The simplest method for storing a linear list is sequential allocation, placing list items in consecutive memory locations. If each node occupies 'c' words, the location of node X[j+1] is LOC(X[j]) + c, meaning X[j]'s location is L0 + j * c, where L0 is a base address. Understanding the capabilities and limitations of this technique is crucial. For stacks, sequential allocation is highly convenient: a stack pointer 'T' tracks the top element. An empty stack sets T=0. To add element 'Y', T becomes T+c, and CONTENTS(T) is Y. To delete, Y becomes CONTENTS(T), and T becomes T-c.

Sequentially implementing queues or general deques is more complex. A naive approach uses front (F) and rear (R) pointers, both 0 when empty. Insertion at the rear is R ← R+c; CONTENTS(R) ← Y. Removal from the front is Y ← CONTENTS(F+c); F ← F+c. However, this leads to memory overruns as R continually advances, wasting space unless F regularly 'catches up' to R. A solution is to use a fixed memory block of M nodes (X[1]...X[M]) configured circularly, where X[1] logically follows X[M]. Insertion then becomes R ← (R mod (Mc)) + c, and deletion F ← (F mod (Mc)) + c, simulating a continuous circular buffer, similar to input-output buffering.

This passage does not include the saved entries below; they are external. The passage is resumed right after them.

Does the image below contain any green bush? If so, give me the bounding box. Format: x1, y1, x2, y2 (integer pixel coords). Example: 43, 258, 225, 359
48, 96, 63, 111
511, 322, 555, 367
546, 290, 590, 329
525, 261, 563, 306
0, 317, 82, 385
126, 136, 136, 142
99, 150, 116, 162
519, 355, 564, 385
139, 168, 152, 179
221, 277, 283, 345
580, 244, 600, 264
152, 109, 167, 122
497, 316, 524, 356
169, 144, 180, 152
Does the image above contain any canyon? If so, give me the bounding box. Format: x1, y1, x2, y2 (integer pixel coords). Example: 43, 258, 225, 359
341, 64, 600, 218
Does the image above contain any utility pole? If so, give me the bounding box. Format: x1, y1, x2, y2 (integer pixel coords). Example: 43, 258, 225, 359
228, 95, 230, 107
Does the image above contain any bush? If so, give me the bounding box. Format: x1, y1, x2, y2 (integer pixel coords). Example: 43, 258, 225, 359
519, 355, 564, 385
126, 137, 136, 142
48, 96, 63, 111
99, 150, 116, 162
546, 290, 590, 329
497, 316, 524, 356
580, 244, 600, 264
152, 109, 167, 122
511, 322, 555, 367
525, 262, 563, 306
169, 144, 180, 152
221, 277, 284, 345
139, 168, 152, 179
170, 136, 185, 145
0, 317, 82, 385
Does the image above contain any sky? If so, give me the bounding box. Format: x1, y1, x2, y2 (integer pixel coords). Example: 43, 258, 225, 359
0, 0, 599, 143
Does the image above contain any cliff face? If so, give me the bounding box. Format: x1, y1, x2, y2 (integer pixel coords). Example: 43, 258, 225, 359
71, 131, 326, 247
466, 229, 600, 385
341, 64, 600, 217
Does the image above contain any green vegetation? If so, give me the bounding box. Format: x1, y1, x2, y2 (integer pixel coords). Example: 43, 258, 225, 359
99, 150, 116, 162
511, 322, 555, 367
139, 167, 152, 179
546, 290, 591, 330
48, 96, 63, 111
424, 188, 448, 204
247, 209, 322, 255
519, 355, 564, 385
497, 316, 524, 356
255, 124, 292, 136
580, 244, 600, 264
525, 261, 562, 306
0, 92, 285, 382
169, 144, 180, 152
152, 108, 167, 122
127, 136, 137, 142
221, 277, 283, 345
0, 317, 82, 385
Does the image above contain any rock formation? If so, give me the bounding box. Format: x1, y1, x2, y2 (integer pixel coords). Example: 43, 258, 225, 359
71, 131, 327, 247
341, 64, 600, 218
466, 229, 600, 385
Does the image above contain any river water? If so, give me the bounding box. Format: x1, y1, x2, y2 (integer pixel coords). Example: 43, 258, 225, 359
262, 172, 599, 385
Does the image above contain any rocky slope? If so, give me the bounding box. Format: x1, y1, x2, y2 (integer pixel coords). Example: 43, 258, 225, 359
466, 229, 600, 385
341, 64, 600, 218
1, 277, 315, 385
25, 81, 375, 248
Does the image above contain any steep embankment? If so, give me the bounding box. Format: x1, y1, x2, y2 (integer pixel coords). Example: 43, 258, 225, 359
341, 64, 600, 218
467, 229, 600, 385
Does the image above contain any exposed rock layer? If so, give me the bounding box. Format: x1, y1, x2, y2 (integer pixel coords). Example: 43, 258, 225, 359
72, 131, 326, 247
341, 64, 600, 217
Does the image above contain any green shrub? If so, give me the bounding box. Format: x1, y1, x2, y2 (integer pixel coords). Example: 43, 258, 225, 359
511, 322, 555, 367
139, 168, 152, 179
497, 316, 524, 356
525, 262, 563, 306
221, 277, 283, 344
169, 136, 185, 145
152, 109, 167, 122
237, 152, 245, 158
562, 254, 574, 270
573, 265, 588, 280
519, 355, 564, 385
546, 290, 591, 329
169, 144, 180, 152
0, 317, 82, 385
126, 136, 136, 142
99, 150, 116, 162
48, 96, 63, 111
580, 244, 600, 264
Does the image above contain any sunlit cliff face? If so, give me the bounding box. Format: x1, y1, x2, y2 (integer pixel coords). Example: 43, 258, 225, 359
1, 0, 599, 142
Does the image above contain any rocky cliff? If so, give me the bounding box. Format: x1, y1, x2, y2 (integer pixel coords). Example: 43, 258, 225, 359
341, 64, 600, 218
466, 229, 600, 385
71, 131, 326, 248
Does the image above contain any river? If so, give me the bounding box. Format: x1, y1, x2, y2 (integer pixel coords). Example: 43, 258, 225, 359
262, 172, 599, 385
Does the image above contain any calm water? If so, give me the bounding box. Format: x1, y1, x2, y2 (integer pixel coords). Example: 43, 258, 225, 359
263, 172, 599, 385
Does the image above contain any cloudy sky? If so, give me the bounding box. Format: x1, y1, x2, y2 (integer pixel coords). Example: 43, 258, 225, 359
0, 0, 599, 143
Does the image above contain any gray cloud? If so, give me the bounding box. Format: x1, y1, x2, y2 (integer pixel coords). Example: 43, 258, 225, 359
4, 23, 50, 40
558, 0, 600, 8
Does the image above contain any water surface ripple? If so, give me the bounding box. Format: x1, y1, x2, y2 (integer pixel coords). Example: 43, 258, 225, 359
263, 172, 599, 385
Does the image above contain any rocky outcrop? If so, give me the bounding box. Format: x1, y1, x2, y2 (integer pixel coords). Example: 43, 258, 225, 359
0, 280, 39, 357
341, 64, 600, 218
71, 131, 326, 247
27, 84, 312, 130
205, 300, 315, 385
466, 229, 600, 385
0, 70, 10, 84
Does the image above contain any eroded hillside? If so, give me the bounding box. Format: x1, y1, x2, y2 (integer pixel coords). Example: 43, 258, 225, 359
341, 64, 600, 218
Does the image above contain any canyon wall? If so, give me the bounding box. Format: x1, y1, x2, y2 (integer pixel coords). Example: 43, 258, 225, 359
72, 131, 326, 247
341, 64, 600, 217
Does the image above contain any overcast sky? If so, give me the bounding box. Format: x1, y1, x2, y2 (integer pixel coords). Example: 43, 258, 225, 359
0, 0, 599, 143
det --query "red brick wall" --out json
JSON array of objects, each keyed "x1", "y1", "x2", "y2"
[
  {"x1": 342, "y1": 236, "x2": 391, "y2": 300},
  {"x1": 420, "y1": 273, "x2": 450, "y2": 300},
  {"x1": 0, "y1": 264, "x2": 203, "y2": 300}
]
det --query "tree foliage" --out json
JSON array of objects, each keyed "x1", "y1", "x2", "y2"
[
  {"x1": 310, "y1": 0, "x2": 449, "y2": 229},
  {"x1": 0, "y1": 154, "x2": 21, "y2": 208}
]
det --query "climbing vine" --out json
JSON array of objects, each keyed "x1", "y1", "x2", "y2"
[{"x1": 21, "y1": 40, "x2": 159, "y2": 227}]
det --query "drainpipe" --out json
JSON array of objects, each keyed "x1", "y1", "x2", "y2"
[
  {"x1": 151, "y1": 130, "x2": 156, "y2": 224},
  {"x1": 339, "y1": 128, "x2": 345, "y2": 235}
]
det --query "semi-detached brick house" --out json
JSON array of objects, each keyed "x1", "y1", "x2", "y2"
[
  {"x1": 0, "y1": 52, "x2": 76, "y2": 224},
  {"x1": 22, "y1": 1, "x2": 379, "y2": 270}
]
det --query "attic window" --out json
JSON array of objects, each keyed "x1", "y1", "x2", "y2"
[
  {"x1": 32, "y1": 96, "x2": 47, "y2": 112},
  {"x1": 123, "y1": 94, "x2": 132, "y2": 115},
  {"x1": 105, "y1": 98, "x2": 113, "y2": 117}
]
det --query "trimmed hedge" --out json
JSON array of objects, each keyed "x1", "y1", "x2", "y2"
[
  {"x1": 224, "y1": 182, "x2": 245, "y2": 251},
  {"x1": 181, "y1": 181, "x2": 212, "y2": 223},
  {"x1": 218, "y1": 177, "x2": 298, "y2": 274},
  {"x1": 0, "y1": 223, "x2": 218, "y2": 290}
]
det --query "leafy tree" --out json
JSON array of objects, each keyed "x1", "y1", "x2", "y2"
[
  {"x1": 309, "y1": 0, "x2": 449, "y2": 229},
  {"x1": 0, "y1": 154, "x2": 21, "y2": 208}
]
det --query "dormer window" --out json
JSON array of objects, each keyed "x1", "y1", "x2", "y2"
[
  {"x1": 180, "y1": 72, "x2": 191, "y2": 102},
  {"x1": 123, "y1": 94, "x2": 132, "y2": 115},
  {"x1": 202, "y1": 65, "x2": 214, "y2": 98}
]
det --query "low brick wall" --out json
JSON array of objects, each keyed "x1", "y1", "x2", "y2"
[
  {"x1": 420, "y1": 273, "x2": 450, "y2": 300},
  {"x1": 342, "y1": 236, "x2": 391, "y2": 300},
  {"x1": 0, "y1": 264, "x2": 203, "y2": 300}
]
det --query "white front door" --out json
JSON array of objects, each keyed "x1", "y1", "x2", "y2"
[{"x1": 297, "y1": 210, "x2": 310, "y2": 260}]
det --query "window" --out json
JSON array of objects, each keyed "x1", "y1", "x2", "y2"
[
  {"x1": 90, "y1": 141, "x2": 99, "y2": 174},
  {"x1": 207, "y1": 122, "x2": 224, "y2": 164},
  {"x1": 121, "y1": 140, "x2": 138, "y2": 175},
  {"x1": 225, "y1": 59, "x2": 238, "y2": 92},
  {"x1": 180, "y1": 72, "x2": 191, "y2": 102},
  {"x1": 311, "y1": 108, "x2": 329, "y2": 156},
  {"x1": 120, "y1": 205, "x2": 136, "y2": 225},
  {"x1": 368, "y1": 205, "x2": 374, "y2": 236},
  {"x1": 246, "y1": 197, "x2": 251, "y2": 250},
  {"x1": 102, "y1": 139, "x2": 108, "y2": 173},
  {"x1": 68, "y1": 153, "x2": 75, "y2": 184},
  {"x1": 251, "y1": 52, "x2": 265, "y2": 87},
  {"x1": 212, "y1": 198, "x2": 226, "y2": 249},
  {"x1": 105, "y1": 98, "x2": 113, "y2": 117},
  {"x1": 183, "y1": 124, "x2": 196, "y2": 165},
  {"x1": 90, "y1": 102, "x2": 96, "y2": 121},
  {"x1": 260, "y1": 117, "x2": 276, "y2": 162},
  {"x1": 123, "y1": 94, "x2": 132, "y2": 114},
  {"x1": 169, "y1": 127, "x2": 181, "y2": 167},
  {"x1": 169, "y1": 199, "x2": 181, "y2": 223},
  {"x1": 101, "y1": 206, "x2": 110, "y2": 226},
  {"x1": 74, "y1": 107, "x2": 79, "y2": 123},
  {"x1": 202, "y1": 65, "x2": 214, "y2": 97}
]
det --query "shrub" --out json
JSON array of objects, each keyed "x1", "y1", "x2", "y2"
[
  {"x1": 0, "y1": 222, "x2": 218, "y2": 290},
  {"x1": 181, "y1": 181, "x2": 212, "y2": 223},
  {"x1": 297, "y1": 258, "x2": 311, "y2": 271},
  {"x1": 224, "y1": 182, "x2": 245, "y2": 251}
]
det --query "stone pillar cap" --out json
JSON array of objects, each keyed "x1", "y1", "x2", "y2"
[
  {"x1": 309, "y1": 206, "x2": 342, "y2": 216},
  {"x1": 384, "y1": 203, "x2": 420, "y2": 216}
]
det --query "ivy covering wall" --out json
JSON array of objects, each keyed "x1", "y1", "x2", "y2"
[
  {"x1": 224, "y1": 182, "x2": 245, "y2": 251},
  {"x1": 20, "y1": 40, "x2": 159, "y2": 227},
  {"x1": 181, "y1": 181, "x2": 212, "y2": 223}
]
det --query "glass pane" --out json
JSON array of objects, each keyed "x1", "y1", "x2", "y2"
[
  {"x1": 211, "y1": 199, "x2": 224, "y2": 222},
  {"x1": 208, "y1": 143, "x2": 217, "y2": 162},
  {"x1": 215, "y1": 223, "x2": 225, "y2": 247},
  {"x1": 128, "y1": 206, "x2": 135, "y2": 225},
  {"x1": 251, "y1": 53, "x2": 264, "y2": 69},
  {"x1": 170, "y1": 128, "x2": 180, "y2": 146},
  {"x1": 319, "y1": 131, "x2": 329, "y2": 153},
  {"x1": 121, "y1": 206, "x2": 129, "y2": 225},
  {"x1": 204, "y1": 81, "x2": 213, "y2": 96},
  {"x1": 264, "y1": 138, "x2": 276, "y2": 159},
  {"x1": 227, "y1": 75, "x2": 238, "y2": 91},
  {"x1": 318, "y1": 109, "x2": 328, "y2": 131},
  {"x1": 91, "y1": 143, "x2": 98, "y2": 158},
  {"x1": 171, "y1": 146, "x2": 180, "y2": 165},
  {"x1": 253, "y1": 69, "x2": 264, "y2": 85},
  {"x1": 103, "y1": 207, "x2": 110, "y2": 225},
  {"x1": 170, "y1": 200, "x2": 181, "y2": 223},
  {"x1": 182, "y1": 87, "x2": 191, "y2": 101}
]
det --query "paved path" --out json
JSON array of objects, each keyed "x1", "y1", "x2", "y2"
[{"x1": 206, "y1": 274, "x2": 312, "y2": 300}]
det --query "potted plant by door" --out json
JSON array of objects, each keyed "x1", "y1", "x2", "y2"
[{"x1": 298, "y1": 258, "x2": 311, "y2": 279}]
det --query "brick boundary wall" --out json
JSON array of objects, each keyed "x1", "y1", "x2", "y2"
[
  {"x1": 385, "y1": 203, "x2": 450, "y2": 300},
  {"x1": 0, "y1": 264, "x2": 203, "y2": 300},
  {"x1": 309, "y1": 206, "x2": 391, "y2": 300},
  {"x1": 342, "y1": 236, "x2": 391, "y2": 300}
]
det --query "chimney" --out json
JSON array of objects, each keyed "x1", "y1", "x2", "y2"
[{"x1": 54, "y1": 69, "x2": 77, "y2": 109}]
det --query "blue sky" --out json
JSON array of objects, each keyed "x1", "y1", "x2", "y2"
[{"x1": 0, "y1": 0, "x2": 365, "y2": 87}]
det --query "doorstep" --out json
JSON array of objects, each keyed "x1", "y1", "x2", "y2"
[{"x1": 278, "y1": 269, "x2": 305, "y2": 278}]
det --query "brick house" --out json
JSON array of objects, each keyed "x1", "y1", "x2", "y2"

Practical sequential allocation must account for 'UNDERFLOW' (attempting to remove a nonexistent item, often a program control signal) and 'OVERFLOW' (memory full, more data to store, usually an error). For multiple variable-size lists, simply assigning maximum sizes is inefficient due to unpredictable growth. A common strategy for two lists is to have them grow towards each other from opposite ends of a memory block, preventing overflow until total space is exhausted. However, for three or more lists, this simple model fails if bottom elements require fixed locations. Dynamic relocation of base addresses becomes necessary, introducing a slight performance overhead for relative addressing. Advanced strategies, like Garwick's algorithm, dynamically 'repack memory' during overflow events for multiple stacks, reallocating space based on each stack's size changes, involving complex data shifting (Algorithm R) to preserve information.